# Tiara residences



## kaykher (Apr 9, 2012)

Hi

We are looking at possibly moving into tiara residences and had a few questions:

Are the facilities free to use such as gym and beach?
What are all the facilities available?
What are the best two beds with best views? I.e which buildings are best for views of the water?
Are there any building problems like plumbing / maintenance?
Are there noise issues?
Are there any other problems?
Are things maintained well and fixed promptly?
Are there grocery shops nearby?

Thanks

Kay


----------



## Jinx (Jul 2, 2010)

I don't know much about Tiara, but I have a friend who lives there with her folks till she settles on her own. Apparently about a few weeks ago, in one of the apartments above hers, the water heater exploded and blew out the window (including the cat! ). Not sure if that's due to poor maintenance (heard it was pressure building up, finally exploded) or what, and haven't heard anything about it since. I've only ever been to the pool area which is nice, with a small beach down below. Don't think there are any grocery shops directly next to the area, but I could be wrong.. hopefully someone who lives there could help you out.

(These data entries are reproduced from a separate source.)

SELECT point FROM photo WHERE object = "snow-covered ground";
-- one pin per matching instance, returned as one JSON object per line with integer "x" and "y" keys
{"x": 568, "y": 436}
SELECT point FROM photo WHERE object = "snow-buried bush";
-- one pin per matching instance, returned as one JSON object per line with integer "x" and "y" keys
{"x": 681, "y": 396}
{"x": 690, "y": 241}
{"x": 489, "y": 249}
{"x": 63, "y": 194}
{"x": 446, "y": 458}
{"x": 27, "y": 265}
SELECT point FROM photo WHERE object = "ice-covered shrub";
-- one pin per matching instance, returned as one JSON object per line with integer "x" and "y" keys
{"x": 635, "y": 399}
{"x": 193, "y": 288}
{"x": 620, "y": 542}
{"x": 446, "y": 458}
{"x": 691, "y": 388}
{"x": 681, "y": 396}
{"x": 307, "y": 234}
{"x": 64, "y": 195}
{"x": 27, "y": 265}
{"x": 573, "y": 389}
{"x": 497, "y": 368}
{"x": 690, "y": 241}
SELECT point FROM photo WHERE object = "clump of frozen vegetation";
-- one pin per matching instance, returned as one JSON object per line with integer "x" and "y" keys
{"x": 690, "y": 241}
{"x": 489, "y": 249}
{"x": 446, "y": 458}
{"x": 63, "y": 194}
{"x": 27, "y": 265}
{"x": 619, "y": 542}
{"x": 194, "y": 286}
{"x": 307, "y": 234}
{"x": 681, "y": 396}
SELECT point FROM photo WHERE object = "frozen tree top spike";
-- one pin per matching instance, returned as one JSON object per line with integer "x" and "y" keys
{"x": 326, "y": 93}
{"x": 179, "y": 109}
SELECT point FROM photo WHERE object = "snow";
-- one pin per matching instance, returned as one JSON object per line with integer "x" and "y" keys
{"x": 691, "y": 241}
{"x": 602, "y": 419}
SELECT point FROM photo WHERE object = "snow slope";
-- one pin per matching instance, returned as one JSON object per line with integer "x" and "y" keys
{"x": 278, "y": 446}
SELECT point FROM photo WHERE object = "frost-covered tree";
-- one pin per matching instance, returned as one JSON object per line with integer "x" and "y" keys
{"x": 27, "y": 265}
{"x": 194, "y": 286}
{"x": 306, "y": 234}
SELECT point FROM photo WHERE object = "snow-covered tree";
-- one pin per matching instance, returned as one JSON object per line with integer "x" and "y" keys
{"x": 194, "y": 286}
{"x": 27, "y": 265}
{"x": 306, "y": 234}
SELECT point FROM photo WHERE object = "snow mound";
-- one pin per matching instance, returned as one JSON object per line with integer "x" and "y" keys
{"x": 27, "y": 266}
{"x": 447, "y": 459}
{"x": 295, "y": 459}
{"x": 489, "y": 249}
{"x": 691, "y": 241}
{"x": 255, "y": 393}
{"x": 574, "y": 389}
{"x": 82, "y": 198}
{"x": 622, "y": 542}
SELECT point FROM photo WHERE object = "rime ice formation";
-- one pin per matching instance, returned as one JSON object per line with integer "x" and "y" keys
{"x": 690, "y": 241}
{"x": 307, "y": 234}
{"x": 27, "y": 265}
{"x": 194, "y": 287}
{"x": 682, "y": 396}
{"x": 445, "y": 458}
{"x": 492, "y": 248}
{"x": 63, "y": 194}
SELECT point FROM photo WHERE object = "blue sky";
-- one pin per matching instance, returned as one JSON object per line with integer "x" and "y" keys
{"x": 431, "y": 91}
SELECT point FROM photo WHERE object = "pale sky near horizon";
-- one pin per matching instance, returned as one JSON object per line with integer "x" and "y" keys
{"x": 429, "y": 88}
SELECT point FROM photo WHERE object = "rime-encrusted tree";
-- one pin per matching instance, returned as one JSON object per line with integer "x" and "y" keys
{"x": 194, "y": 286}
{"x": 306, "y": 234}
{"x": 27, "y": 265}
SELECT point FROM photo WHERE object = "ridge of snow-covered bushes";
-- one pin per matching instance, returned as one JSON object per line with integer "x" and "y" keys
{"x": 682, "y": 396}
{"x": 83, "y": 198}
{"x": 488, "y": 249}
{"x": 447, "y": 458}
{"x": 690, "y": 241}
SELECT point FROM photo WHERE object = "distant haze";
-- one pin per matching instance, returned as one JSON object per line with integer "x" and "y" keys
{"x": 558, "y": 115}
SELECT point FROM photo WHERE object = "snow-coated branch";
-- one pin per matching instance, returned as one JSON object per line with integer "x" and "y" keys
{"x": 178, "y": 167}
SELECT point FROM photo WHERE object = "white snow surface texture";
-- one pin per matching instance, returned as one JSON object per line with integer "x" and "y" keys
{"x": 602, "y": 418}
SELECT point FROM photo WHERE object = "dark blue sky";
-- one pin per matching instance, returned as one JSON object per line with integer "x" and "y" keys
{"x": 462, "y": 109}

There is a restaurant by the pool which is nice too


----------



## dizzyizzy (Mar 30, 2008)

No grocery shop inside the development but there's one at the shoreline apartments which delivers to Tiara.

Do a search in the forum as there's been a few threads and posts about tiara.


----------



## Gavtek (Aug 23, 2009)

I drive past Tiara at least twice a day, for a few weeks now, there's been a sign advertising Quickshop Supermarket at the entrance with an arrow pointing towards the main building so I guess there is either a grocery store now, or one opening soon.

Milk & Honey is a 2 minute walk away too.


----------



## ode17366 (Nov 29, 2010)

There is a shop it's in the basement car park. Not the best of shops but it sells everyday items fruit and veg but the two times I have been in there no meat or poultry sold. It does have a dry cleaners as well


----------



## Bigjimbo (Oct 28, 2010)

kaykher said:


> Hi
> 
> We are looking at possibly moving into tiara residences and had a few questions:
> 
> ...


Facilities are free to residents.
The building on the left as you approach tiara are generally considered the best as the have views of Atlantis and the marina.
No widespread problems with plumbing. No probs at all with maintenance.
No.
Not really.
Depends on Landlord but generally yes.
Small underground grocery shop, and Milk and Honey in Building 10 Shorelines.


----------



## MElady (May 5, 2012)

Gym, beach, kayak/paddleboard storage, kids club, sauna, pool, restaurant, hot tub, lots of food delivery options, grocery shop, volleyball, security, dry cleaning, visitor parking but its expensive, hotel isnt open yet but as of now for the Palm its friendly, peaceful and nice... No where is perfect anymore you may have some noise depends on building and neighbors, kids parties on the beach on weekend or washers/dryer issues, and sand in the bathwater but these are typical in most places. Good luck!


----------



## toneson (Jun 15, 2012)

Any proper ground floor apartments available here (little one). Any idea on cost for a 2 bed?


----------



## Bigjimbo (Oct 28, 2010)

You need to be thinking around 180k for a two bed


----------



## kaykher (Apr 9, 2012)

Hi Big jimbo, I have sent you private emails. I'm trying to get in contact with you about helping me find a place to live on the palm,

Thanks


----------